# Confusing definition of homogeneous Sobolev norm of order -1

Let $$\Omega \subset \mathbb{R}^{d}$$ and $$\|.\|$$ is the standard euclidean $$2$$-norm. I came across a definition of $$\dot{H}^{-1}(\Omega)$$ which is a bit confusing. In [1] authors define the following semi-norm for $$h\in C^{1}(\Omega)$$: $$$$\|h\|_{\dot{H}^{1}}:=\left(\int_{\Omega} \|\nabla h(x)\|_2^{2} dx \right)^{1/2}$$$$ where $$dx$$ writes for the Lebesgue measure. They define for a signed measure $$\nu$$ on $$\Omega$$ the norm $$\|\nu\|_{\dot{H}^{-1}(\lambda)}$$ by standard duality arguments: $$$$\|\nu\|_{\dot{H}^{-1}}=\sup_{\|h\|_{\dot{H}^{1}}\leq 1} |\int_{\Omega} h d \nu|= \sup_{\|h\|_{\dot{H}^{1}}\leq 1} |\langle h,\nu\rangle|$$$$ where I noted $$\langle h,\nu\rangle=\int_{\Omega} h d \nu$$ which defines a inner product. Authors argue that this Homogeneous Sobolev norm is finite for measure having zero total mass.
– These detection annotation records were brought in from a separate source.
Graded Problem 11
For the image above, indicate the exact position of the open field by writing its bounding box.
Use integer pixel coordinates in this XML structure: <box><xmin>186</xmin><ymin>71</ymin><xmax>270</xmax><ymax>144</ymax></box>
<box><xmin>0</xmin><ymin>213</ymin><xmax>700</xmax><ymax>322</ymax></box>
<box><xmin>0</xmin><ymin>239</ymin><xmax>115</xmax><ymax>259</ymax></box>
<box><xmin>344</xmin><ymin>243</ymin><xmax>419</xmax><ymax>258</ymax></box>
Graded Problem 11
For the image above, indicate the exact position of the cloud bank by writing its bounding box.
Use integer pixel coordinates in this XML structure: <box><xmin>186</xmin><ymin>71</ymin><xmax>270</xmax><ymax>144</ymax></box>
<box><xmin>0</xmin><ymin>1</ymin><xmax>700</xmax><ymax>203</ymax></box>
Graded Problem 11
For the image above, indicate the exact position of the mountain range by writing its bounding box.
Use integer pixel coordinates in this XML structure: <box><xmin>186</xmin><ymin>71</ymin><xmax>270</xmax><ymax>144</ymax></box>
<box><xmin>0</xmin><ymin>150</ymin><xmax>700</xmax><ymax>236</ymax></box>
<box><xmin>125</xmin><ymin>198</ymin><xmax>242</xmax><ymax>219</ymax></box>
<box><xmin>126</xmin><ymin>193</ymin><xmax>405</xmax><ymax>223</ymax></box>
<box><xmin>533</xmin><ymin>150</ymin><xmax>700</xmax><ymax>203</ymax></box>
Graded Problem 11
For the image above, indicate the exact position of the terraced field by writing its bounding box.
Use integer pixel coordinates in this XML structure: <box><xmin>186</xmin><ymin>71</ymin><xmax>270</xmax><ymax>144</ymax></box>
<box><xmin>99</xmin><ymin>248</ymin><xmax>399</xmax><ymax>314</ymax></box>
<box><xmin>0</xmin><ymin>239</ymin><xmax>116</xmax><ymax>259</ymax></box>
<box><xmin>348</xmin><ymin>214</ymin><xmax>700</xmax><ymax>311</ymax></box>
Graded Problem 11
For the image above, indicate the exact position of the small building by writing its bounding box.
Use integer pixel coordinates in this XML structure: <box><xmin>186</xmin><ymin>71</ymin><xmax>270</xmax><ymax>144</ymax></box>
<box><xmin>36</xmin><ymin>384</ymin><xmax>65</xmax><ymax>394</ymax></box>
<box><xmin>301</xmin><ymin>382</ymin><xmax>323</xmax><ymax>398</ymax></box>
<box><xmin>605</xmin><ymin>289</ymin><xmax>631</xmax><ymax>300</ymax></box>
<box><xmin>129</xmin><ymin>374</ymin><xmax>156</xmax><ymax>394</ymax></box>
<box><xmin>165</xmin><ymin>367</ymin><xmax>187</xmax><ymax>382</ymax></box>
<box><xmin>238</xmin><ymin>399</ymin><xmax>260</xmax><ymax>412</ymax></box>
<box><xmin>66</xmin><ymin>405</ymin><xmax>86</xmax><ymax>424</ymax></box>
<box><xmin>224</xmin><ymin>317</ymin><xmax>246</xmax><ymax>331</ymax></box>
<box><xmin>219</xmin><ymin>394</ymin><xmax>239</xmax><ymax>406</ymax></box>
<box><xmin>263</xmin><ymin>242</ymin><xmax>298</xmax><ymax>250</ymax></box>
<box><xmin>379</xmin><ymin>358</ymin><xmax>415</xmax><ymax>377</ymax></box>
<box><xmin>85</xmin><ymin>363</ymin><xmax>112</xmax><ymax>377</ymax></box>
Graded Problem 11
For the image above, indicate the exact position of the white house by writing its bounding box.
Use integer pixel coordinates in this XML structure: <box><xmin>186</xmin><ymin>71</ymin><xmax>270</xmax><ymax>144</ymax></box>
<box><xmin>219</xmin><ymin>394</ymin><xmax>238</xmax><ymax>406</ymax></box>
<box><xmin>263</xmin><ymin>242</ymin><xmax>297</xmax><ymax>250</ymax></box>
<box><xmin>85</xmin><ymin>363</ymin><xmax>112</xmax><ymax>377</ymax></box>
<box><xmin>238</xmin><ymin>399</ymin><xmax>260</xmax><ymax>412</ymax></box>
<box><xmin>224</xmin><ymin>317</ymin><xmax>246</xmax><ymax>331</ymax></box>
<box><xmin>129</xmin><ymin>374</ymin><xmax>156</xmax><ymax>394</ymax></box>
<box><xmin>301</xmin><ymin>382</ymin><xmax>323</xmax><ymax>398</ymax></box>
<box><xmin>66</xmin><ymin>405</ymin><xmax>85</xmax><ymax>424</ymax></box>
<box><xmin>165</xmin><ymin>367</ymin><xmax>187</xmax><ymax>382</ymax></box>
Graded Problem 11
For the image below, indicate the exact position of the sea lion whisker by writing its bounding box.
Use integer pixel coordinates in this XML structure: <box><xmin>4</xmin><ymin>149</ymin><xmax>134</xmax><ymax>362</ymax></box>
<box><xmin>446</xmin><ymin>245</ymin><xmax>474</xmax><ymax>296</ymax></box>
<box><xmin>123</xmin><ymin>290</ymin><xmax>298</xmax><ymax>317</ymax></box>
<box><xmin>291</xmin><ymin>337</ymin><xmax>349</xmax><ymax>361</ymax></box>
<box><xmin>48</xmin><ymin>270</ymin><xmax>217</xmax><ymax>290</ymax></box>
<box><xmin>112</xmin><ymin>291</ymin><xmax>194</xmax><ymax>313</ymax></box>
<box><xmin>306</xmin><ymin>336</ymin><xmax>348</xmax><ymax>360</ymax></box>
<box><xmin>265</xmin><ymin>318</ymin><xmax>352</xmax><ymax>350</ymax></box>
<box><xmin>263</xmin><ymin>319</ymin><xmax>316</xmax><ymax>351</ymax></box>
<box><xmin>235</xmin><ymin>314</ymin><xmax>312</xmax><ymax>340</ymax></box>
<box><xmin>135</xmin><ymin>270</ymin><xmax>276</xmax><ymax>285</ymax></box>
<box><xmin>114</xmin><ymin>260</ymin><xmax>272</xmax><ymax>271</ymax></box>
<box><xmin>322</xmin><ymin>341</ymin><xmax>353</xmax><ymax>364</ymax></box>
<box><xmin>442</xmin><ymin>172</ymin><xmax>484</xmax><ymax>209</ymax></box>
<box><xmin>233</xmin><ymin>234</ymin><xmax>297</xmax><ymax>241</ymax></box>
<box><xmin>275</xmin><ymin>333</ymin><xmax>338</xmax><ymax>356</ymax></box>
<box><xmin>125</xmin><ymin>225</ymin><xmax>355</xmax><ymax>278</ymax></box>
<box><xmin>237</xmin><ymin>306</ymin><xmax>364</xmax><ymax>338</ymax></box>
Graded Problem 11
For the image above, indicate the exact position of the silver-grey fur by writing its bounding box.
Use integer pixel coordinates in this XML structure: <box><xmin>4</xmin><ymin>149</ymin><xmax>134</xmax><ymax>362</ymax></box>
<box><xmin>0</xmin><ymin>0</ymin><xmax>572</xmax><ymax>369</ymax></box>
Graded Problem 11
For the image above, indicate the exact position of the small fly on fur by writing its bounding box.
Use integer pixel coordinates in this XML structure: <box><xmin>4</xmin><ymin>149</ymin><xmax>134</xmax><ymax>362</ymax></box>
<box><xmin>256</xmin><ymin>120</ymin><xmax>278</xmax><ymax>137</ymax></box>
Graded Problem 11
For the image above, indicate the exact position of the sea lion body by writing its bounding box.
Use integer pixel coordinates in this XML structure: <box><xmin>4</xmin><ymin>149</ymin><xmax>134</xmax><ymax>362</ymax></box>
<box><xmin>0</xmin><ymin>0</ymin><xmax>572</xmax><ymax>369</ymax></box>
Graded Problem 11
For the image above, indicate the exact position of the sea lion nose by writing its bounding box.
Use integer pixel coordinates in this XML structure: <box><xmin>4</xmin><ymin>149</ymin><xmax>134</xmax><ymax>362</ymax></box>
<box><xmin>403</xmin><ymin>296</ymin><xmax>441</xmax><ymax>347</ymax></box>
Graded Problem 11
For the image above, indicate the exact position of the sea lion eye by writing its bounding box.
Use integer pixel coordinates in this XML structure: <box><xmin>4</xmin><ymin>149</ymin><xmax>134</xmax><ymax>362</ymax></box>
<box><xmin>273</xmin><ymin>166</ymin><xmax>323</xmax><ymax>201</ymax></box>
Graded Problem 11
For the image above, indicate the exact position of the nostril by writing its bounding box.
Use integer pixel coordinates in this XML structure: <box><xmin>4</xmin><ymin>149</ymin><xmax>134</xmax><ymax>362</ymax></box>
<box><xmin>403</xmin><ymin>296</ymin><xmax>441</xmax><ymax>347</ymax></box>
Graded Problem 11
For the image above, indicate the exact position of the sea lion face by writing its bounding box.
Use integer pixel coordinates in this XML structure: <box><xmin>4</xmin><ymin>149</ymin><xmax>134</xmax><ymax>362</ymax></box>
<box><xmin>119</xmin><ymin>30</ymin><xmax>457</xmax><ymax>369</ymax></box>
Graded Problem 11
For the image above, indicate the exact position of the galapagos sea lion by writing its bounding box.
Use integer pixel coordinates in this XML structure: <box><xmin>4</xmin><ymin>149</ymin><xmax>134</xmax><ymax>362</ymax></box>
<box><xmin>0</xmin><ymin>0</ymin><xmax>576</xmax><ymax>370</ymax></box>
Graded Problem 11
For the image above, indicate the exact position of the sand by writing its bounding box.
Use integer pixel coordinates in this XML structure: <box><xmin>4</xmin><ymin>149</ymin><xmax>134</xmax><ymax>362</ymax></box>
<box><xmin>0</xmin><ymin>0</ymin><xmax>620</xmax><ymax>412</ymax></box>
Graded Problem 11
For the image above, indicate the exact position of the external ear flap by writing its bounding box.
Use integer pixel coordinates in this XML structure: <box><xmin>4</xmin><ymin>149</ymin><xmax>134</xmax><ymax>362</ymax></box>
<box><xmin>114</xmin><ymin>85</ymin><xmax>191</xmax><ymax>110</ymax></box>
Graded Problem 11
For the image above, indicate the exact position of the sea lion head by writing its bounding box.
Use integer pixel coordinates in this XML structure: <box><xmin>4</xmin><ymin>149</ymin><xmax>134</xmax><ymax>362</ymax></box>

I was a bit confused: is this definition a particular case of the more "standard" one using tempered distributions and Fourier transform (see Definition 1.31 in [2] e.g.) ? More precisely consider a tempered distribution $$u$$ over $$\Omega$$ and: $$$$\|u\|_{\dot{H}_*^{-1}}:= \left(\int_{\Omega} \|\omega\|^{-2}|\hat{u}(\omega)|^{2} d \omega\right)^{1/2}$$$$

where $$\hat{u}$$ writes for the Fourier transform. My idea is that if $$\nu$$ is a signed measure zero total mass and with density wrt the Lesbegue measure, then it can be written as $$\nu= (f-g) dx$$ where $$f,g$$ are positive functions with $$\int f dx=\int g dx$$. It can be seen as a the following tempered distribution: $$$$\forall \phi \in S(\Omega), \ \langle \nu,\phi\rangle=\int_{\Omega} \phi(x)d \nu(x)=\int_{\Omega} \phi(x)(f(x)-g(x))dx$$$$

where $$S(\Omega)$$ is the Schwartz class. Moreover we would have something like $$\hat{\nu}(\omega)= (\hat{f}(\omega)-\hat{g}(\omega))$$.

In a dirty way we would have also $$\|\nabla h\|_2^{2}=\|\omega\|^{2} |\hat{h}(\omega)|^{2}$$ so $$\|h\|_{\dot{H}^{1}}=\| \|\omega\| \hat{h} \|_{L_2}$$. Moreover $$|\langle h,f-g\rangle|=|\langle \hat{h},\hat{f}-\hat{g}\rangle|$$ by Plancherel. And also $$|\langle \hat{h},\hat{f}-\hat{g}\rangle|=|\langle \|\omega\|^{1} \hat{h},\|\omega\|^{-1}(\hat{f}-\hat{g})\rangle|\leq \| \|\omega\|^{2} \hat{h} \|_{L_2} \ \| \|\omega\|^{-2}|\hat{f}-\hat{g}|^{2}\|_{L_2}$$. This would give: $$$$\|\nu\|_{\dot{H}^{-1}}= \left(\int_{\Omega} \|\omega\|^{-2}|\hat{f}(\omega)-\hat{g}(\omega)|^{2} d \omega\right)^{1/2}=\|\nu\|_{\dot{H}_*^{-1}}$$$$

Does this reasoning make sense ? Does it requires additional assumptions on $$h,f,g$$ ? For example it seems that they must be in $$L_2(\Omega)$$ right ?

[1] Comparison between W2 distance and H˙ −1 norm, and localisation of Wasserstein distance. Rémi Peyre. 2018.

[2] Fourier Analysis and Nonlinear Partial Differential Equations, Hajer BahouriJean-Yves CheminRaphaël Danchin. 2011

It means that if the measure has a non zero total mass, then the norm is infinite. Indeed if you take $$h$$ to be big constant function, you can make the sup as big as you want because de Sobolev norm of $$h$$ is 0.